Privés de reportages en face à face - l'un des meilleurs outils du métier - nous pouvons étudier, à distance, les évaluations des organisations d'aide opérant à Gaza.
Pascal Hundt, directeur adjoint des opérations du Comité international de la Croix-Rouge, a déclaré la semaine dernière que les civils de Gaza étaient confrontés à « une lutte quotidienne écrasante pour survivre aux dangers du conflit, pour faire face aux déplacements incessants et pour supporter les conséquences de la privation d'une aide humanitaire urgente ».
Il a ajouté : « Cette situation ne doit pas - et ne peut pas - être autorisée à s'aggraver davantage ».
Mais elle pourrait le faire si Israël continue de plonger dans la guerre qu'il a reprise le 18 mars, lorsqu'il a rompu un cessez-le-feu de deux mois par une série massive de frappes aériennes.
Israël avait déjà scellé les portes de Gaza. Depuis le début du mois de mars, il a bloqué tous les envois d'aide humanitaire, y compris les denrées alimentaires et les fournitures médicales.

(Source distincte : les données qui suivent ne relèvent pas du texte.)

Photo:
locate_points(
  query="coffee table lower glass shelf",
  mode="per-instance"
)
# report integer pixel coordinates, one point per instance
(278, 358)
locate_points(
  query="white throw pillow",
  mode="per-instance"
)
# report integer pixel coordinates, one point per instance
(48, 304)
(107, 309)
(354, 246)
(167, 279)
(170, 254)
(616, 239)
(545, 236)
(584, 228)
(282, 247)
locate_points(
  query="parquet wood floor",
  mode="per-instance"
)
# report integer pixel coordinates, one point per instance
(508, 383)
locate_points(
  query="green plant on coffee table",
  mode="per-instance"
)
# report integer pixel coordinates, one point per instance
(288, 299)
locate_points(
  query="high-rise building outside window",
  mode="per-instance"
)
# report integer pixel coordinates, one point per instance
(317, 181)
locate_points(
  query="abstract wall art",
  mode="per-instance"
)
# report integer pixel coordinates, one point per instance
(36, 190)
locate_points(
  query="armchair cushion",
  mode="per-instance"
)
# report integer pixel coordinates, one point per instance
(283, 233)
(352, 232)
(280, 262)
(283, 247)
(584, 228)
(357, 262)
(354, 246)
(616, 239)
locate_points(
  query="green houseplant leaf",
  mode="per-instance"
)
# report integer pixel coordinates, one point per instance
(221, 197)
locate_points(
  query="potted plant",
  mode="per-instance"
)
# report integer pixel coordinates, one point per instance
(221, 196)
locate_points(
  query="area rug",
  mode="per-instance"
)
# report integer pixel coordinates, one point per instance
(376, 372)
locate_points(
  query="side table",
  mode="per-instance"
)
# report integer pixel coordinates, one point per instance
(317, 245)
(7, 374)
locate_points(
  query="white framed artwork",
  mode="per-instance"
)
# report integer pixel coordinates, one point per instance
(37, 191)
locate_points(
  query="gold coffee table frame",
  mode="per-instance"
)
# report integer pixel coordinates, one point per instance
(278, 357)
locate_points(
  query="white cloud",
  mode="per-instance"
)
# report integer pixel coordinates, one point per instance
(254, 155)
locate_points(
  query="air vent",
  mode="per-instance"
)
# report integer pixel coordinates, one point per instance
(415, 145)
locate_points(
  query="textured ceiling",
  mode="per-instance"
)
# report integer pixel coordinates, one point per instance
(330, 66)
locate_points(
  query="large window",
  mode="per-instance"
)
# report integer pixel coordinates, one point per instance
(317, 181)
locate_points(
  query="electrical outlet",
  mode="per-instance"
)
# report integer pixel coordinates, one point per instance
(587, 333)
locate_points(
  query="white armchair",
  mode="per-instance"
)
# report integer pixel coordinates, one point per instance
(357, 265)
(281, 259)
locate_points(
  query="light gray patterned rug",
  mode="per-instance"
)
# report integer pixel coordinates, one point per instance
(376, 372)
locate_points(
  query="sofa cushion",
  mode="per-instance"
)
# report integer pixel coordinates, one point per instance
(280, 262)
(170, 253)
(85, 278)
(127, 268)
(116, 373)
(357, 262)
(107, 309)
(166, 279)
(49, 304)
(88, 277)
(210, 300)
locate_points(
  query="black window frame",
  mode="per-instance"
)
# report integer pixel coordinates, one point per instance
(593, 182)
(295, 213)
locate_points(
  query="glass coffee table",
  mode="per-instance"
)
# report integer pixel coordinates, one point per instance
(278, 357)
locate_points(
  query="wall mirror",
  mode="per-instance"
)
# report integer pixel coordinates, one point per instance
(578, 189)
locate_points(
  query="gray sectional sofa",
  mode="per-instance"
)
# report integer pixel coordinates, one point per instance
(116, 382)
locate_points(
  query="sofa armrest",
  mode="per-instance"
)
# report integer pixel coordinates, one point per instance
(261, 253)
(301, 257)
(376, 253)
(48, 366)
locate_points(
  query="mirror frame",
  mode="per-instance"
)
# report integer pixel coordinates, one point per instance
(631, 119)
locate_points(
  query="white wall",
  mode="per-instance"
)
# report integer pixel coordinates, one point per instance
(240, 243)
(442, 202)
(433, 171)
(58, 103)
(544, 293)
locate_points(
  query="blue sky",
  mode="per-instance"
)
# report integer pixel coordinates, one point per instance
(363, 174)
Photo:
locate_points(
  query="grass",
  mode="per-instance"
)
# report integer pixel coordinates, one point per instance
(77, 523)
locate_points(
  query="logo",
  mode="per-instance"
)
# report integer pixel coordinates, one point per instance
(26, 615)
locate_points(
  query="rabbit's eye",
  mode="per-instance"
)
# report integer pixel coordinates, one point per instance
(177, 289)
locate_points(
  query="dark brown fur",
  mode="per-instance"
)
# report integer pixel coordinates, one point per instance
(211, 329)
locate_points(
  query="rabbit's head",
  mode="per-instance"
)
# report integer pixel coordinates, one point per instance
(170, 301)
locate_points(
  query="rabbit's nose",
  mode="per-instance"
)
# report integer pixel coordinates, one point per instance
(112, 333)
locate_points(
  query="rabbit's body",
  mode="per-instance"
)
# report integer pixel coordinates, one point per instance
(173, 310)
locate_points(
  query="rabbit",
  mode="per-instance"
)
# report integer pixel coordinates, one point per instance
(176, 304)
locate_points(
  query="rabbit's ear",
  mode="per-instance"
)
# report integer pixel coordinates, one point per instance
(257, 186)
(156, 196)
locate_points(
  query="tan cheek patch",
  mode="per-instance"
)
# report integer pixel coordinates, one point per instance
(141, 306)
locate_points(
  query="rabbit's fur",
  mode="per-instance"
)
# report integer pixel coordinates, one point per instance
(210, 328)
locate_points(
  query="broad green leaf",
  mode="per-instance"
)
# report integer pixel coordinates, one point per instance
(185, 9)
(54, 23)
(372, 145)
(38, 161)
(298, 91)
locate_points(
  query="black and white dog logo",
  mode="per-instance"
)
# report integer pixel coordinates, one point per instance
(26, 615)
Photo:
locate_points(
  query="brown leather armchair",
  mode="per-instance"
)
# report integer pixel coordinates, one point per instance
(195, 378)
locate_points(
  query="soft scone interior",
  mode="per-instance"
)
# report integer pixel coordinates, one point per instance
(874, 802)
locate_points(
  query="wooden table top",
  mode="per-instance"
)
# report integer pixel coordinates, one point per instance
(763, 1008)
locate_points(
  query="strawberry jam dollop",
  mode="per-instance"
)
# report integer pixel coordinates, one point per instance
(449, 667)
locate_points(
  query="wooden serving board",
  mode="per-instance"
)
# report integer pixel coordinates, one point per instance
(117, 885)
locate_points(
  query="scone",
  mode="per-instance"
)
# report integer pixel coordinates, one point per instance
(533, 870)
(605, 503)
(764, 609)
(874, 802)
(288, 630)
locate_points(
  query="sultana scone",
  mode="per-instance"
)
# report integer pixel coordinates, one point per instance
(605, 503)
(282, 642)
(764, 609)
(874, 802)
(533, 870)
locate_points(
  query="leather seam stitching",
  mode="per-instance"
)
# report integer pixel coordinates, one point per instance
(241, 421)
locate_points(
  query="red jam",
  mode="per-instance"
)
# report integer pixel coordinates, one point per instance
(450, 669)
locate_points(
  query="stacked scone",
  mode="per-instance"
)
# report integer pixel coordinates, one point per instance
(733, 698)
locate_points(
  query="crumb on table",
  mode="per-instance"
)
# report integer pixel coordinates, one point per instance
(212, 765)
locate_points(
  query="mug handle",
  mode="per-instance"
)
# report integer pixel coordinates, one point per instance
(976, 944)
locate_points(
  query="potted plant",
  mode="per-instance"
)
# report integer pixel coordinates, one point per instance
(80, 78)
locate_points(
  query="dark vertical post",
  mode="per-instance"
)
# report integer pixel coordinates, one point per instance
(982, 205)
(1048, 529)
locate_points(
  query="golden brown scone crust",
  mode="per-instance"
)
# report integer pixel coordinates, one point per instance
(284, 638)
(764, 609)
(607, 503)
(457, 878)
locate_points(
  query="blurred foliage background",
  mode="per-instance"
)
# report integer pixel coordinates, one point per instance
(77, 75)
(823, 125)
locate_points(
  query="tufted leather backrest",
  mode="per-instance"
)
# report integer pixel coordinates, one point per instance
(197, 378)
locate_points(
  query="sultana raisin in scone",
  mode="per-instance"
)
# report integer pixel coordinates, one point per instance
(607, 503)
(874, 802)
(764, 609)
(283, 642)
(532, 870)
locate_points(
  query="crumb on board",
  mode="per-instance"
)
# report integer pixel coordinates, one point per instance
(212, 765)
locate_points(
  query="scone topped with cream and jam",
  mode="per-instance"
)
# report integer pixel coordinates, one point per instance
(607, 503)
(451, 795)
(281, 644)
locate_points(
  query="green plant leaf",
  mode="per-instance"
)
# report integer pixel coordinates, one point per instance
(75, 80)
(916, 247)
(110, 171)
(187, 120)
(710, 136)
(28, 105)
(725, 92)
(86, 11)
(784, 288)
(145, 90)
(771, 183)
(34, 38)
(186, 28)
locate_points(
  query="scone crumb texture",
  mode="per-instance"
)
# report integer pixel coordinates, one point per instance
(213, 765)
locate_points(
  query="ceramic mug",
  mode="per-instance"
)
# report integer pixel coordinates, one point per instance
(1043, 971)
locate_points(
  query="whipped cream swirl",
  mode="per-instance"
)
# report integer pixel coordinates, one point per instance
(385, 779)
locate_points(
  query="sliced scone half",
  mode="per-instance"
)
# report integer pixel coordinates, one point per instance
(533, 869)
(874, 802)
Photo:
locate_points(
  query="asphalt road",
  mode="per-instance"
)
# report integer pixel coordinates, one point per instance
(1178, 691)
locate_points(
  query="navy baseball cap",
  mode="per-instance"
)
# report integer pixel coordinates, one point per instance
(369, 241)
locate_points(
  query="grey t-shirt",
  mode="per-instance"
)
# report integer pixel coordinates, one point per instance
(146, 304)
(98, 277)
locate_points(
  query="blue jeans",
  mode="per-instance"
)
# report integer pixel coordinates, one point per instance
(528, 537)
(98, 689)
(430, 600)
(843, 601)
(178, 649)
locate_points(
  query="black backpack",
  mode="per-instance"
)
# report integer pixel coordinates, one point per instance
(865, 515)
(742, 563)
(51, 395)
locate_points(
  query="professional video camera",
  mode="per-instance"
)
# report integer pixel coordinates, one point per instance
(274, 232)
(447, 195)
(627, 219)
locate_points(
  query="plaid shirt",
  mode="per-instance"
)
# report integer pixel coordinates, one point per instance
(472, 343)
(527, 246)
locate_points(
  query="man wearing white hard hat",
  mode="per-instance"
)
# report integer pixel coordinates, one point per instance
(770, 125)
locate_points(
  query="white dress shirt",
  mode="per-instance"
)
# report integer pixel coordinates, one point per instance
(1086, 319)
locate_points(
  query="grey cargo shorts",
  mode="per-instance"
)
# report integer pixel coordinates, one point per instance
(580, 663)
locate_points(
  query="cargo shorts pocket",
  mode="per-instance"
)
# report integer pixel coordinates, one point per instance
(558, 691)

Le retour à la guerre a mis fin à toute possibilité de passer à la deuxième phase du cessez-le-feu, dont Israël et le Hamas avaient convenu qu'elle prendrait fin avec la libération de tous les otages restants en échange du retrait total d'Israël de la bande de Gaza.
Cette solution était inacceptable pour le Premier ministre Benjamin Netanyahu et les extrémistes religieux ultranationalistes qui le maintiennent au pouvoir.
Ils veulent que les Palestiniens de Gaza soient remplacés par des colons juifs et ont menacé de faire tomber le gouvernement de M. Netanyahou s'il ne reprenait pas la guerre.
La fin de sa carrière politique signifierait qu'il devra répondre de sa responsabilité dans l'incapacité d'Israël à empêcher les attaques meurtrières du Hamas le 7 octobre 2023.
Elle pourrait également entraîner la conclusion de son long procès pour corruption.
Nouvelle offensive
Le Premier ministre Netanyahou promet maintenant une nouvelle offensive « intense » contre Gaza, dans les jours qui suivront la fin de la tournée du président Donald Trump dans les monarchies pétrolières arabes du Golfe, riche en pétrole, plus tard dans la semaine.
L'offensive prévoit le déplacement d'un grand nombre de civils palestiniens, ainsi que des vagues d'artillerie, des frappes aériennes et des morts.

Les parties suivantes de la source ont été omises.